As a two-woman team (with the help of a lot of #TeamTCC minions) we know a thing or two about working with a partner. In fact, it’s the topic we get asked about the most frequently.
- How did we know it was a good fit?
- How do we work together?
- How do we handle conflict?
While it’s difficult to put into words (sometimes you just know), there are three key foundations that we know are at play. It’s these three things that work well together to make the big picture work. If one of these pieces were out of line then we’re in serious trouble.
So if a collaboration or even an official partnership has been on your radar be sure to ask yourself these three questions first.
Are your goals inline?
We start here, because if we’re being honest every other thing can be work on and adjusted. But you can’t really change your big dreams or goals. You can’t ignore them and you can’t work towards someone else’s dream.
Now, we’re not talking about what one of you might be nervous or scared to do (like public speaking or writing a book), we’re talking big picture. We’re talking financial goals, lifestyle goals, missions and legacies.
If you own a shop and one of you wants to maintain local mom & pop status, but the other wants to be featured in Vogue and have a line in Nordstrom - there’s going to be conflict.
If one of you wants to make a million dollars before they turn 40, but the other wants to just have a little extra money to travel with - there’s going to be conflict.
There’s nothing wrong with any of these scenarios, but the important thing to realize is that each of them have completely different business strategies to make them happen.
So if you’ve got a business partnership in mind it’s time to ask this question. Get real and be honest - there’s no point in holding anything back.
This conversation was one of the most eye opening for both of us. We were sitting on the office floor talking about the dreams we had for our life and business.
They were nearly identical.
Being on the same page with our hopes & dreams made the brainstorming and action plans easier. We knew we were both working towards the same goal so the strategy behind our moves would be cohesive.

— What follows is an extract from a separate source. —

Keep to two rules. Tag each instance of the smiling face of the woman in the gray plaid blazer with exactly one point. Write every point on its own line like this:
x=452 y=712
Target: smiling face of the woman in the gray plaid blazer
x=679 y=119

Do you know your weaknesses?
We’re not just talking about the Meyer’s Briggs Assessment or the Color Test to see what your strengths and weaknesses are (although that’s a great place to start). We’re asking you to dig deep and know what you’re truly not great at.
Know your weaknesses and know them well.
Know them well enough that you can check them off with your fingers in a conversation with you future business partner.
If you know what you’re truly bad at it helps with a lot of things like:
- You won’t have to do those things (because you suck at it). If you’re bad at math maybe you shouldn’t be in charge of the books. If you’re bad at closing the deal maybe you shouldn’t cold call clients.
- Your business partner won’t have to point them out to you. This one is huge. There’s nothing fun about telling someone that maybe they’re not that great at something. Don’t put your business partner in this awkward and uncomfortable position, bring these things up yourself.
- Your business won’t suffer from it. You’ll be able to do the things that you truly shine with and your business will be able to move forward faster. There’s no sense in correcting a mistake that you can prevent in the first place.
Know your weaknesses, babe.
What about theirs?
This is the harmonizing secret sauce. If you know your businesses partner’s weaknesses (even the ones they don’t know about) you two will be floating on a cloud of amazing business cohesion.
This isn’t about keeping a tally of the things they suck at. This isn’t even about telling them if it isn’t major.
This is about your expectations.
This is about you knowing what you’re getting.
It’s about you picking up the slack, giving it another eye, making an adjustment. And being okay with doing it.
It’s about you knowing they’re not the best speller so you go in and edit that post. Or knowing their tone might come off harsh so going in and making that comment nicer. Or reorganizing that workspace after they go through it because they’re kind of a slob.
It’s not about nitpicking their flaws or expecting them to “just do better next time”. We’re our own boss most likely because we hated that aspect from our old jobs. There’s no reason to recreate that environment in your own business.
So before you jump into a partnership because it seems like you’ll get double the work done, truly think about these questions.
We love our partnership and wouldn’t trade it for the world. There are days when we “get” each other 200% and some days where it’s more like we’re a bickering old couple.
We know that our business has grown because of our partnership and not in spite of it. For that we’re happy.